Endometrial tissue from uterine disease-free women does not exhibit aromatase activity. In contrast, aromatase enzyme activity and mRNA levels are readily detectable in endometriosis. PGE2 stimulates both aromatase expression and activity in endometriotic stromal cells via promoter II region of the aromatase gene. This results in local production of estradiol, which induces PGE2 formation and establishes a positive feedback cycle. This mechanism seems to contribute to continuous local production of estradiol and PGE2.
ΑΙ (aromatase inhibitor) at typical dosages (for example, anastrozole 1 mg / day) reduces systemic estrogen levels in postmenopausal women by more than 85%. In premenopausal women, this effect is reduced by counter-regulation along the ovary-pituitary axis (i.e., the pituitary gland determining a decreased systemic estrogen level leads to sequential secretion of gonadotropins, which stimulate the synthesis of estrogen inhe ovaries and partially block the effect of ΑΙ, which leads to growth stimulation ovarian follicles. This also can lead to the formation of ovarian cysts.

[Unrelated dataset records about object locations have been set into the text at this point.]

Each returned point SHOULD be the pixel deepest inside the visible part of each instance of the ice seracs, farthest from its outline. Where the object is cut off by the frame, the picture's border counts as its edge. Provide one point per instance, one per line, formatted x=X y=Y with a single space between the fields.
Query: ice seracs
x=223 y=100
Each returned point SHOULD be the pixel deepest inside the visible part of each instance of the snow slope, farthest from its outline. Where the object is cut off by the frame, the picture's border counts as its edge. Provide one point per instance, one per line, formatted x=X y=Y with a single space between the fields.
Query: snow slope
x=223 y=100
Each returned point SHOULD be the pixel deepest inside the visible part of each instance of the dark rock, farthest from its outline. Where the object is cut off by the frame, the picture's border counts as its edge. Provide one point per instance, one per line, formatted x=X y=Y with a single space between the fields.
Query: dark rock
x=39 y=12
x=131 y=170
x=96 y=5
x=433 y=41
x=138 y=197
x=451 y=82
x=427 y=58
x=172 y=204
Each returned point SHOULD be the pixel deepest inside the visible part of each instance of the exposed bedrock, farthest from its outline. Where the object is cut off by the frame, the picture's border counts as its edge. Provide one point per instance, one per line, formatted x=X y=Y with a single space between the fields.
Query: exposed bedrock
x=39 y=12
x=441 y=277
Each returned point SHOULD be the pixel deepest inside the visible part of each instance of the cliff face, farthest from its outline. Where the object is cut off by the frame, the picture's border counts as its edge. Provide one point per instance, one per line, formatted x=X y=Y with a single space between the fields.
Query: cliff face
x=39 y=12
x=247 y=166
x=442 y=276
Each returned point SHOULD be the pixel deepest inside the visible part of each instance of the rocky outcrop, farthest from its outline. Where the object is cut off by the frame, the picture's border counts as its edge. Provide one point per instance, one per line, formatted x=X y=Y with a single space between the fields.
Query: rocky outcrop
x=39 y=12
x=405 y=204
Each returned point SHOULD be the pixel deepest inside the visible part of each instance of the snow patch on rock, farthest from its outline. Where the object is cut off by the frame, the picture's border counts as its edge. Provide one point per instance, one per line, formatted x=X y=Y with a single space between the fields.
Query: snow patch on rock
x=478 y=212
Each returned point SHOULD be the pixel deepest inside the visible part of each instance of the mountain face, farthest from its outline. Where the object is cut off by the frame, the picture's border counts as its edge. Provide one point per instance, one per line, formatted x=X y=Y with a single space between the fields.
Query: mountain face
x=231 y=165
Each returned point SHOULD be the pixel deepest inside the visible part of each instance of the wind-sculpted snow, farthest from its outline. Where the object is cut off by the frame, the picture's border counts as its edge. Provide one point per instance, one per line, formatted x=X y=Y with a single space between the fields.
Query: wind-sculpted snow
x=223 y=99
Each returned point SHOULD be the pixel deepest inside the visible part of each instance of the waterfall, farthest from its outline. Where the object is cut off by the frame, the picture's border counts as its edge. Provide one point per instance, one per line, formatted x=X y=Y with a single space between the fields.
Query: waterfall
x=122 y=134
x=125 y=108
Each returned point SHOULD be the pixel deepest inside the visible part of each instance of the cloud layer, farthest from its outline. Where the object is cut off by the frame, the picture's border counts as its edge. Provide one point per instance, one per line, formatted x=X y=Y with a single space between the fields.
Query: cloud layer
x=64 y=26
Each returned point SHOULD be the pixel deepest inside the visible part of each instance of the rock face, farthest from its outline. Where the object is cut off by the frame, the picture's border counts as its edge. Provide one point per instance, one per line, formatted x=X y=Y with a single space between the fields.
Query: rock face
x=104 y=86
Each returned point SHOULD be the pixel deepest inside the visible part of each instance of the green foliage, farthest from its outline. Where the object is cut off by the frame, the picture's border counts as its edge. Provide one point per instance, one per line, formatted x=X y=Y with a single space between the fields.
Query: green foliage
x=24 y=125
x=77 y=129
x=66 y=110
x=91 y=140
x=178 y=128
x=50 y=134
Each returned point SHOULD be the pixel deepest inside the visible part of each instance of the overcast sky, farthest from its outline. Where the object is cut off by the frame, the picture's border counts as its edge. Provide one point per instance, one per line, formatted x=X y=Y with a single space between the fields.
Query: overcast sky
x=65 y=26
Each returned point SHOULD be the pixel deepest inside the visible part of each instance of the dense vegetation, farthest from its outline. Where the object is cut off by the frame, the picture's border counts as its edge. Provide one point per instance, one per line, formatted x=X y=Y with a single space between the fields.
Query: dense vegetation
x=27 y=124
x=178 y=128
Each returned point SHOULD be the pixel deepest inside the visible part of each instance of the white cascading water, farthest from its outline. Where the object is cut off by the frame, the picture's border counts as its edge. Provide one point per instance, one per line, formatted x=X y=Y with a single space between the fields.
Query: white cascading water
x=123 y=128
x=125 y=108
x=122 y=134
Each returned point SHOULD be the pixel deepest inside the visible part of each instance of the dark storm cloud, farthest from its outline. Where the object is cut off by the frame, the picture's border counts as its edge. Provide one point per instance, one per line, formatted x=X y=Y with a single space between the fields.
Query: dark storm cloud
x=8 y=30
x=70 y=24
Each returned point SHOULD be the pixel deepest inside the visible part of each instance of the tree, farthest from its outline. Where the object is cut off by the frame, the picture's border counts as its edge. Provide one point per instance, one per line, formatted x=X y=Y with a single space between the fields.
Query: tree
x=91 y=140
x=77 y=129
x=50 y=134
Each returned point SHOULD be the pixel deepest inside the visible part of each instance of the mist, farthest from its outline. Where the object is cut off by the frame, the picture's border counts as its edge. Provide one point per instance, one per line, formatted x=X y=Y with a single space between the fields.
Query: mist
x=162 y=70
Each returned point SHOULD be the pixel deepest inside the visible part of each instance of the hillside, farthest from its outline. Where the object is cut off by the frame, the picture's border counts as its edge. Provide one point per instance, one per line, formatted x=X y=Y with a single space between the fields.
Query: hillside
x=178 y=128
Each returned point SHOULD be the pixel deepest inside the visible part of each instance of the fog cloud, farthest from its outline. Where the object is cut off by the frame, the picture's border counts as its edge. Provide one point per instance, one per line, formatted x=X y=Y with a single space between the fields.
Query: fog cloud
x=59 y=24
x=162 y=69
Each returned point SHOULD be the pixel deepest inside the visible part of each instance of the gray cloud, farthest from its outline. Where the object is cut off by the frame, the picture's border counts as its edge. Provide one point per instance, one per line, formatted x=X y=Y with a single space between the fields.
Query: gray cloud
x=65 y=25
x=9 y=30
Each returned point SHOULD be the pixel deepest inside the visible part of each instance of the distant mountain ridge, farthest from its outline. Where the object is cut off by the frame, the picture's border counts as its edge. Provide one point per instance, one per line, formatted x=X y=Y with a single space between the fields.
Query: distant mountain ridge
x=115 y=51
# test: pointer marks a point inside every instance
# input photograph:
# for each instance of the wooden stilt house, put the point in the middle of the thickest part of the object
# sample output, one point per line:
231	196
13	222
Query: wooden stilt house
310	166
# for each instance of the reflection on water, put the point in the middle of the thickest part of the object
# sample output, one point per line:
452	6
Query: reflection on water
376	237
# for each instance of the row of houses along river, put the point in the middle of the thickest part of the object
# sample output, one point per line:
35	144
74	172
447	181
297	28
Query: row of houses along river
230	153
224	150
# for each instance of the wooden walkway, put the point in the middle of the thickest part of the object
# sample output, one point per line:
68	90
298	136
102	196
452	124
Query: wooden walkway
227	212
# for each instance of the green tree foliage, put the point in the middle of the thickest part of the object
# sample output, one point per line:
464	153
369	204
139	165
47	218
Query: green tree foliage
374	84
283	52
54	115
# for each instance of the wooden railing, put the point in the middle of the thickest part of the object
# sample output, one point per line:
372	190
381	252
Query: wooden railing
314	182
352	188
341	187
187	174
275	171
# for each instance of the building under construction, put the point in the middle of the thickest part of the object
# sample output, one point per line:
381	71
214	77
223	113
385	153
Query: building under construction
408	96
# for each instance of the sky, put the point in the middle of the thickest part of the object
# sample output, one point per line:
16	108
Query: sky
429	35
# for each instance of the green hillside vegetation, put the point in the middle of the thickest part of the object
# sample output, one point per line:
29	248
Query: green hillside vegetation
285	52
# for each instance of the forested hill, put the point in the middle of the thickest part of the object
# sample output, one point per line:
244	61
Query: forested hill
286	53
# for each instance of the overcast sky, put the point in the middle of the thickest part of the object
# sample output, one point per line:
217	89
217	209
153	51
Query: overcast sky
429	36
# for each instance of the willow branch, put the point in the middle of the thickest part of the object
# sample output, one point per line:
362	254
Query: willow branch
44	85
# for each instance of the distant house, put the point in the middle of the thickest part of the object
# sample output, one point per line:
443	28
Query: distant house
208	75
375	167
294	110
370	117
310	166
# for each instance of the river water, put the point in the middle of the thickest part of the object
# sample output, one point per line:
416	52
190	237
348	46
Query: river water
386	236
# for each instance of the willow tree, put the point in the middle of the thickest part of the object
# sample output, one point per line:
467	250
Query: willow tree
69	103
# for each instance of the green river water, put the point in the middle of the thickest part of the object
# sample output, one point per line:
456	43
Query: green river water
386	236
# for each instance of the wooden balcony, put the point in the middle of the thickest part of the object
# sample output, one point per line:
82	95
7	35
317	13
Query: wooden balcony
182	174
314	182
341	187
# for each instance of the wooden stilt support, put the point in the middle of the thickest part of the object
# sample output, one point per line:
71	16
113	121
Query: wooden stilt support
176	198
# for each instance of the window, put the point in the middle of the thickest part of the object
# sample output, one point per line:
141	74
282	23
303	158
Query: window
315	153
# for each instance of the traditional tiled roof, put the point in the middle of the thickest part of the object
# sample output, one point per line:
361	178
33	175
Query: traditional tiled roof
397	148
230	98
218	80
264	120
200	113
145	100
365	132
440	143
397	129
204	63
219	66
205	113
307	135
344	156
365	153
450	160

In the past others have tried to use an intravaginal ring for the treatment of endometriosis with the controlled release of the Aromatase inhibitor anastrozole (PATENT EA 025582B1) with a daily release rate that does not induce stimulation of the ovaries by negative feed-back of the pituitary-ovarian-axis (which would cause secretion of gonadotropins and stimulation of ovarian follicular growth) and levonorgestrel in a daily release rate below the ovulation inhibition dose that provides contraceptive efficacy based on local effects (e.g. reducing and thickening of the cervical mucus impairing sperm ascension, effects on the endometrium and on tubal motility impairing implantation and egg transport). This approach has not resulted in a clinically useful treatment for endometriosis.